What is the orbital velocity of the satellite?

## Homework Equations

Velocity = square root (G * m/r)

## The Attempt at a Solution

Velocity = square root (6.67e-11 * 5130/3.59e+5)
V = 9.76e-7 which is Incorrect.

Any Help would be much appreciated!!!!!

rock.freak667
Homework Helper

I have tried that:
V = square root( 6.67e-11 * 5130/7.218e7)
v=6.884e-8 m/s which is also Incorrect.

rock.freak667
Homework Helper
I have tried that:
V = square root( 6.67e-11 * 5130/7.218e7)
v=6.884e-8 m/s which is also Incorrect.

your formula is missing a '2' in it. If I recall correctly it should be

$$v=\sqrt{2 \frac{GM}{r}}=\sqrt{2gr}$$

your formula is missing a '2' in it. If I recall correctly it should be

$$v=\sqrt{2 \frac{GM}{r}}=\sqrt{2gr}$$

I can't get that to work either!!

rock.freak667
Homework Helper
I can't get that to work either!!

Sorry sorry, I remember it now.

$$\frac{mv^2}{r}=\frac{GMm}{r^2} \Rightarrow v = \sqrt{\frac{GM}{r}}$$

But I don't think M= mass of the satellite, m should be that mass of the planet.

(please excuse me, it's been 3 years since I've done these problems)

I have tried that:
V = square root( 6.67e-11 * 5130/7.218e7)
v=6.884e-8 m/s which is also Incorrect.

The centripetal force required to keep the satellite in orbit around jupiter is mv^2/r.
The attraction between the satellite and jupiter is GMm/r^2.

If you set these two statements equal to each other, and little m is the mass of the satellite, does m not cancel?
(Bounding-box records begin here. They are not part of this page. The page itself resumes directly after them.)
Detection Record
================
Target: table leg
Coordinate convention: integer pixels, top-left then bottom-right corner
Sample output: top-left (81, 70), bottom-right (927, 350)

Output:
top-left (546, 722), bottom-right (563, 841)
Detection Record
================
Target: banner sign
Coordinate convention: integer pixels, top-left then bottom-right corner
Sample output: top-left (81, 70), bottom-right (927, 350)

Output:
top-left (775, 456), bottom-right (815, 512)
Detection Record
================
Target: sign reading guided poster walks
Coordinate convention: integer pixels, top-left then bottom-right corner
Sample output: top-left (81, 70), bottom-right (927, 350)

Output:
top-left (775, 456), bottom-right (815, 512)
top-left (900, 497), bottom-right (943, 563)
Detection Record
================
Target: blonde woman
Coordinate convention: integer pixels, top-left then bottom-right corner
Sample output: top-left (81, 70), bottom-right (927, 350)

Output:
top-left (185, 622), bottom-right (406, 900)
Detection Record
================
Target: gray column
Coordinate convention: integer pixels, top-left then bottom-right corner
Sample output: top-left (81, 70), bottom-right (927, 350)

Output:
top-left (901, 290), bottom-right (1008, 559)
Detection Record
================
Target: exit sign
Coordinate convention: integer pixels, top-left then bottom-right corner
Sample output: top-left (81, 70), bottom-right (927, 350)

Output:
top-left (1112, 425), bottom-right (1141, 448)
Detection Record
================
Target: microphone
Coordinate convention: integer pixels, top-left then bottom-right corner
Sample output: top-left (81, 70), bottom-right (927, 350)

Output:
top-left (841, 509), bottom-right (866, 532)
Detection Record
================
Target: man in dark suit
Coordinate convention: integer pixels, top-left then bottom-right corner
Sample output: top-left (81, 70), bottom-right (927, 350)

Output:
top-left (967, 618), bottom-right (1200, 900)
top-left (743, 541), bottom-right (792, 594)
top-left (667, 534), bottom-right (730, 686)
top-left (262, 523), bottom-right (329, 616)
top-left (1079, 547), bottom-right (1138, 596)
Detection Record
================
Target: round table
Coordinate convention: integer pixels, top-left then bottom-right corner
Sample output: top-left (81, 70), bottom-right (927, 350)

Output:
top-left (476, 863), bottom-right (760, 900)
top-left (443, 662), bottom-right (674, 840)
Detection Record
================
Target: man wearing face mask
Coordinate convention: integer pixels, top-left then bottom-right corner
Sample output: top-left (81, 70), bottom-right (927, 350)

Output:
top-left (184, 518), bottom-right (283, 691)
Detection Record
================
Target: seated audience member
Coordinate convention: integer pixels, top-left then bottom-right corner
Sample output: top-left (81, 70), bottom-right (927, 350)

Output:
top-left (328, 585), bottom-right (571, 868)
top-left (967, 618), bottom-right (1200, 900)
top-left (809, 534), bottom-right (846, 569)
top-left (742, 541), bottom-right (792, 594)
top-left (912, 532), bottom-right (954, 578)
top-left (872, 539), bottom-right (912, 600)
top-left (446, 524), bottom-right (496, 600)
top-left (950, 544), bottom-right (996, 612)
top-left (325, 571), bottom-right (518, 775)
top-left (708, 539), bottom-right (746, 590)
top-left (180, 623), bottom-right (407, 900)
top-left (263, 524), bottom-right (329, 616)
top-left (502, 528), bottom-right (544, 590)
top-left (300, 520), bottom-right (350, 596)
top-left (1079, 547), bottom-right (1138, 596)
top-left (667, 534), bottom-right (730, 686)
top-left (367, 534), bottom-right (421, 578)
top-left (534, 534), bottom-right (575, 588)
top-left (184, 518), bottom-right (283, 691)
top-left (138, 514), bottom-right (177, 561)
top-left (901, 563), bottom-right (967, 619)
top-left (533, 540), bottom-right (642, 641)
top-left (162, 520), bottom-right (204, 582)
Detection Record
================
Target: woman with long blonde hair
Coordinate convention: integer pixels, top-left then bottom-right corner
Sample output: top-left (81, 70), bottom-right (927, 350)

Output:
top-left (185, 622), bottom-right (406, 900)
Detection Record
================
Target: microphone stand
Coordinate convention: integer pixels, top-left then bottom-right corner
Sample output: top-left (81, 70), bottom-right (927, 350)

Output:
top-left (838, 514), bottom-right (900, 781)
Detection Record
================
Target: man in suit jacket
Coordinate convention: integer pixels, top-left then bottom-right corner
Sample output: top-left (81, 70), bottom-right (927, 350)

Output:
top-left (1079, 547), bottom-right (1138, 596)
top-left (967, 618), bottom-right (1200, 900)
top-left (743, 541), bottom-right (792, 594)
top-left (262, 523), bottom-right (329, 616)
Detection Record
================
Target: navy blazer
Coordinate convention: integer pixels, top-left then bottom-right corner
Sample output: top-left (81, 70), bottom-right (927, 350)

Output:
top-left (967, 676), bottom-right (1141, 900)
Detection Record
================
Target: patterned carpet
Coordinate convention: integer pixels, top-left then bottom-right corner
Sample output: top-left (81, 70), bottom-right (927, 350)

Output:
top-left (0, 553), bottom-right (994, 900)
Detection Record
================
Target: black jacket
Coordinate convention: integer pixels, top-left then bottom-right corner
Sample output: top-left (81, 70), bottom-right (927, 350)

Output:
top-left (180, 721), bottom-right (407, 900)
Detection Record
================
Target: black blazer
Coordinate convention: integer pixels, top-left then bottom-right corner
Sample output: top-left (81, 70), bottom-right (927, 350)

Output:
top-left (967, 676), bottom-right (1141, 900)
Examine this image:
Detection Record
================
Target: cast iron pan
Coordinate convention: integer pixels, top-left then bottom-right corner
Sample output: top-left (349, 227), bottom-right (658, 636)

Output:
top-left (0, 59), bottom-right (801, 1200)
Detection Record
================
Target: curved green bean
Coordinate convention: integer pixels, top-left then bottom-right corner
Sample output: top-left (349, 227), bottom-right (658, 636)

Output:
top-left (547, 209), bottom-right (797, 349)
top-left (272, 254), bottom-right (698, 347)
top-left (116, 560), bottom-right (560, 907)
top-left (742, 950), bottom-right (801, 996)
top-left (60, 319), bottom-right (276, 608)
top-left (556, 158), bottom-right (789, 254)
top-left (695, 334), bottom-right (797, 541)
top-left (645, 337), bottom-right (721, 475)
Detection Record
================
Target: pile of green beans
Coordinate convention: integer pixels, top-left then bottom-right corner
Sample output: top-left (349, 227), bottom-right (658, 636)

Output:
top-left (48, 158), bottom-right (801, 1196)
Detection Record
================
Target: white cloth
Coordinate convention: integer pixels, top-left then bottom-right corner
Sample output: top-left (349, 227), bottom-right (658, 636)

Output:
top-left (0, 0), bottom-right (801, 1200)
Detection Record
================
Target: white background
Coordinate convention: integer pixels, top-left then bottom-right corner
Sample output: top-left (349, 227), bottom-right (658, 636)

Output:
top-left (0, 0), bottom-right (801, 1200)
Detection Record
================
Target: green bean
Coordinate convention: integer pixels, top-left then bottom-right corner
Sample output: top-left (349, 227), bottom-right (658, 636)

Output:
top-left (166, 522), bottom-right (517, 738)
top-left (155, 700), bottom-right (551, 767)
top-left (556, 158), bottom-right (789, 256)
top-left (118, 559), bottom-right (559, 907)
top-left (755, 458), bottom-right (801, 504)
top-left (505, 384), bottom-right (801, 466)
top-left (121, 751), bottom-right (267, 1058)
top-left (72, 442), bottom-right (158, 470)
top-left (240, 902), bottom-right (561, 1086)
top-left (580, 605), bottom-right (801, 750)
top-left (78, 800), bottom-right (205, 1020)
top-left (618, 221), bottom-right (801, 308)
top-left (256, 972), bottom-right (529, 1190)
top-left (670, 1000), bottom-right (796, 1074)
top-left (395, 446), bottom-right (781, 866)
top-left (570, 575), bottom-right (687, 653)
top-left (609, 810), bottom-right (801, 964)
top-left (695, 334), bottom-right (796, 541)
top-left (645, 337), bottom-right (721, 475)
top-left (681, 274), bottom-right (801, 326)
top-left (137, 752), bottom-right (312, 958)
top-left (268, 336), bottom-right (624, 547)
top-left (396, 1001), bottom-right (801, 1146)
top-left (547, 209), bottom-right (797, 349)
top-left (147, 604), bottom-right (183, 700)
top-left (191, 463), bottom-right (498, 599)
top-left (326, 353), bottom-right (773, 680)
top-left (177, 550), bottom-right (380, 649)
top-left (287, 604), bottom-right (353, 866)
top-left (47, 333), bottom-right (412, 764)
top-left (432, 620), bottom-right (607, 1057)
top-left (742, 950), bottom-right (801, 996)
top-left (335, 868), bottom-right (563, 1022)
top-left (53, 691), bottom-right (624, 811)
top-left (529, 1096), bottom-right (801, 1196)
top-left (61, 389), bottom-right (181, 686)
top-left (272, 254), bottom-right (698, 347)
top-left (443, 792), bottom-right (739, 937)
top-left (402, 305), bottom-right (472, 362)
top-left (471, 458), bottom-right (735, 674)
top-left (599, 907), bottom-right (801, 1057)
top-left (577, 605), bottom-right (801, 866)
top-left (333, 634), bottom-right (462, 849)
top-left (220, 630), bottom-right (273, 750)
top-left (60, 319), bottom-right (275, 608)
What do you get for v when you set these two equations equal to each other just using the symbols?

and the poster above has just shown this. You should be using the mass of Jupiter... that may be the problem.

The centripetal force required to keep the satellite in orbit around jupiter is mv^2/r.
The attraction between the satellite and jupiter is GMm/r^2.

If you set these two statements equal to each other, and little m is the mass of the satellite, does m not cancel? What do you get for v when you set these two equations equal to each other just using the symbols?

and the poster above has just shown this. You should be using the mass of Jupiter... that may be the problem.

Thanks for the explanation!

sorry sorry, i remember it now.

$$\frac{mv^2}{r}=\frac{gmm}{r^2} \rightarrow v = \sqrt{\frac{gm}{r}}$$

but i don't think m= mass of the satellite, m should be that mass of the planet.

(please excuse me, it's been 3 years since i've done these problems)

thanks!!

Thanks for the explanation!

No problem.

The beauty is that it takes Newton's law of gravitation and says hey this is what is supplying the centripetal force to keep the satellite and orbit. You can do all sorts of interesting stuff with this equality.